4. Materials and Methods
4.1. Plant Materials and Treatments
The resistant variety Motelle (Mi-1/Mi-1) and the susceptible varieties M82 and Moneymaker were used in this study. After seeds of the above materials were sown in the seedling substrate for 20–25 d, the seedlings reached a height of 12–15 cm (the fourth true leaf stage), and the seedlings were transplanted into transparent plastic nutrient pots with a diameter of 10 cm. The seedling substrate was composed of turfy soil, soil (sterilized in an incubator at 120 °C for 90 min in advance), perlite, and vermiculite at a ratio of 2:2:1:1.
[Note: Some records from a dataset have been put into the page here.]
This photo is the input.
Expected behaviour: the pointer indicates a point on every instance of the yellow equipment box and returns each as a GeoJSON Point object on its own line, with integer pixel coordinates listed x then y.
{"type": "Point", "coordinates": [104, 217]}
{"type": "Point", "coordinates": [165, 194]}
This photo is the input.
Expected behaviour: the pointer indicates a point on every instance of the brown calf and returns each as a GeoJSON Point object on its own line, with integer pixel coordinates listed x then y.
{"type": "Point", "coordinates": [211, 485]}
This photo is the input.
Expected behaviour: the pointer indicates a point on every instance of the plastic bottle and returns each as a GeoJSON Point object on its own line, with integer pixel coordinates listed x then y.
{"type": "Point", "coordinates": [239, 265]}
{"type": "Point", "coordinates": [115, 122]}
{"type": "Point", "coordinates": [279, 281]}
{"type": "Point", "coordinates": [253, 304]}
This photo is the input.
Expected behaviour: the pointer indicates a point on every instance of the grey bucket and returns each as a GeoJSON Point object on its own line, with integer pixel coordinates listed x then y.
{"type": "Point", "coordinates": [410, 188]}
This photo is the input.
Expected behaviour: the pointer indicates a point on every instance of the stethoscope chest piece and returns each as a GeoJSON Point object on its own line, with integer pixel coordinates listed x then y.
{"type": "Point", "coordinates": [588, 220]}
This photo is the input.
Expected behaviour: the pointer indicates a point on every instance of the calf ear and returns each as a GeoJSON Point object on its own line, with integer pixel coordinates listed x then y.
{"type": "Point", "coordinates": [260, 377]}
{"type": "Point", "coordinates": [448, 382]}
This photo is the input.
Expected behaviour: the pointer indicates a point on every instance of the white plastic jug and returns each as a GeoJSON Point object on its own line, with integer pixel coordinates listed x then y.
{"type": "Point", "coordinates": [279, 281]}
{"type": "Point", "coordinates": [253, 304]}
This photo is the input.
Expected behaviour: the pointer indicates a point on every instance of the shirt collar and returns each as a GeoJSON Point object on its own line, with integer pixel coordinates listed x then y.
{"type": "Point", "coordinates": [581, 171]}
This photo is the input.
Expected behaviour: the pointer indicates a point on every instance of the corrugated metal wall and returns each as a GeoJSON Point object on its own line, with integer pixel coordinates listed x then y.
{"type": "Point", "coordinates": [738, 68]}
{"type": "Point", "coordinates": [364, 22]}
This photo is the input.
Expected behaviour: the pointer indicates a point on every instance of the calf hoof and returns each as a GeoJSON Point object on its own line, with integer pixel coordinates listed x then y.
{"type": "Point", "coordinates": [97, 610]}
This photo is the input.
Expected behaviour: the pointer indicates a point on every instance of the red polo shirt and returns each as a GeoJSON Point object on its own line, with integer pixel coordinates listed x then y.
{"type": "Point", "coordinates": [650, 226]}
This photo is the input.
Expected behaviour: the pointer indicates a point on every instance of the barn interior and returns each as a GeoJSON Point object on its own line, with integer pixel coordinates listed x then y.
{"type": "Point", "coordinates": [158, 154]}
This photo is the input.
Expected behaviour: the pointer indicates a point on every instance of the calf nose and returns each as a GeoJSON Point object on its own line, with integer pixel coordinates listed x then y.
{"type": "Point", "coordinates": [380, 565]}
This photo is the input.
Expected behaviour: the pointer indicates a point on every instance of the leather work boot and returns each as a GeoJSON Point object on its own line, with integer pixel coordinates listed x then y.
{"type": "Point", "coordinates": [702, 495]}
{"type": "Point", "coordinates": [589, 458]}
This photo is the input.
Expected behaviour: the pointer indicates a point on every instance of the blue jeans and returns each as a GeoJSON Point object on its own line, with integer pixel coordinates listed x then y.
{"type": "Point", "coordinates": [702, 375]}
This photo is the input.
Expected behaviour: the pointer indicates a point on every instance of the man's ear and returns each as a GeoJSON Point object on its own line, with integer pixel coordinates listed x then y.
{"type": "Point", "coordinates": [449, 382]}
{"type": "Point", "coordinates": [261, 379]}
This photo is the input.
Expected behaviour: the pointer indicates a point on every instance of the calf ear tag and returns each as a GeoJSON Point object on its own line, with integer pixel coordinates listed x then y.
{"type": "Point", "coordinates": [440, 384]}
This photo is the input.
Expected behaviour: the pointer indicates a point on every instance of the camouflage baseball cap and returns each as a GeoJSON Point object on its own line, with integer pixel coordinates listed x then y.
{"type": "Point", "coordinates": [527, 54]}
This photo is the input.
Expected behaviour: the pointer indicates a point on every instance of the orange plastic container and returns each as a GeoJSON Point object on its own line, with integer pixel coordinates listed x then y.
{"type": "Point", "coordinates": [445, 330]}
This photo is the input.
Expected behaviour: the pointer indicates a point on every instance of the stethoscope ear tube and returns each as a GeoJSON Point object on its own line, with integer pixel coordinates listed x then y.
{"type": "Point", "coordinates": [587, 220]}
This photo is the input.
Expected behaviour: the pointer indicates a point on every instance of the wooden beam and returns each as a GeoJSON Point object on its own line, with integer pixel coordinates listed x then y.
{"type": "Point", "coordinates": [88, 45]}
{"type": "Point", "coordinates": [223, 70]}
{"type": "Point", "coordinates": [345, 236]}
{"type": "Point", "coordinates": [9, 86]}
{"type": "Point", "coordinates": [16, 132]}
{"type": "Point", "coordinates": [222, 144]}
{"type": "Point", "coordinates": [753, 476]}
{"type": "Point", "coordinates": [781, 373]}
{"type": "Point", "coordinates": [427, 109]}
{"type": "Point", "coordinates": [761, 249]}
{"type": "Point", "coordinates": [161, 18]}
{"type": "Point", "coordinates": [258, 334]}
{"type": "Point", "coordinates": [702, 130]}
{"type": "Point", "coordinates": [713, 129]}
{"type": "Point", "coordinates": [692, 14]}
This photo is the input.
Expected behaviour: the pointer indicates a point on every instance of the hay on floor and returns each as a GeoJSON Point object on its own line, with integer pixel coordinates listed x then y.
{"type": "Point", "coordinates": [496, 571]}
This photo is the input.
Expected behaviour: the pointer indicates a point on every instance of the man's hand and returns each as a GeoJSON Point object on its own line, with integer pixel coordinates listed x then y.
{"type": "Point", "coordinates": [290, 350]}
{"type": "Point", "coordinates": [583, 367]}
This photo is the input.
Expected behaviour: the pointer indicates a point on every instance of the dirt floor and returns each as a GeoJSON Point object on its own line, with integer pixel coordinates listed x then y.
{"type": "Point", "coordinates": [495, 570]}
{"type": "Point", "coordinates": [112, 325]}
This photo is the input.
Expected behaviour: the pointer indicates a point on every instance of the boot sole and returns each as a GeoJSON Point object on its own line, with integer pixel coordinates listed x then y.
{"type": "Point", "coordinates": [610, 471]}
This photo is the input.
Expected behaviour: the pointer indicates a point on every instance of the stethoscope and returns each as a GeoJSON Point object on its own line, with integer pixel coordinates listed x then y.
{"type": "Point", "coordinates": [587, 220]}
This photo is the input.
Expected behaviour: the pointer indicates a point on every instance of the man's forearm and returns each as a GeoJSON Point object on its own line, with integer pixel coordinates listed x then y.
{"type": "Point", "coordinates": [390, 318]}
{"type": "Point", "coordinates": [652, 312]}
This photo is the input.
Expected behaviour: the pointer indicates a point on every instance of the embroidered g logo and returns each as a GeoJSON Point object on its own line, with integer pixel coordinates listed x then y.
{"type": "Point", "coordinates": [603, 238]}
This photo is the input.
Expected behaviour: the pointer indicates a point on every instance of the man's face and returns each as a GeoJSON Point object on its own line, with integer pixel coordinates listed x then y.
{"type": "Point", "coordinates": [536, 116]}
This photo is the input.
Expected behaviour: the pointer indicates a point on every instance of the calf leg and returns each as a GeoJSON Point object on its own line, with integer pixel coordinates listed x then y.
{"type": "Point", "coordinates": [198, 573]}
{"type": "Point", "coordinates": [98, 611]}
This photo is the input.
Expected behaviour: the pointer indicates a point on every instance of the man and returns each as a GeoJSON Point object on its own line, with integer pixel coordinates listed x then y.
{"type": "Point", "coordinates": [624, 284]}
4.2. Identification of Conserved Domains and Phylogenetic Tree Construction
The amino acid sequences of the target SlWRKYs were compared using Cluster 2.1 software, and the MEME online website (https://memesuite.org/meme/tools/meme (accessed on 12 March 2022)) was then used to screen highly conserved motifs and comprehensively identify conserved domains. PlantTFDB (http://planttfdb.cbi.pku.edu.cn/ (accessed on 27 March 2022)) was used to obtain WRKY proteins from Oryza sativa L. and A. thaliana that were highly homologous to each target SlWRKY, and MEGA 11 software was used to construct a phylogenetic tree with the neighbor-joining (NJ) method. The following parameter settings were applied: bootstrap value 500, part deletion = 50%, genetic distance model calculated by P-distance, and defaults for other parameter values.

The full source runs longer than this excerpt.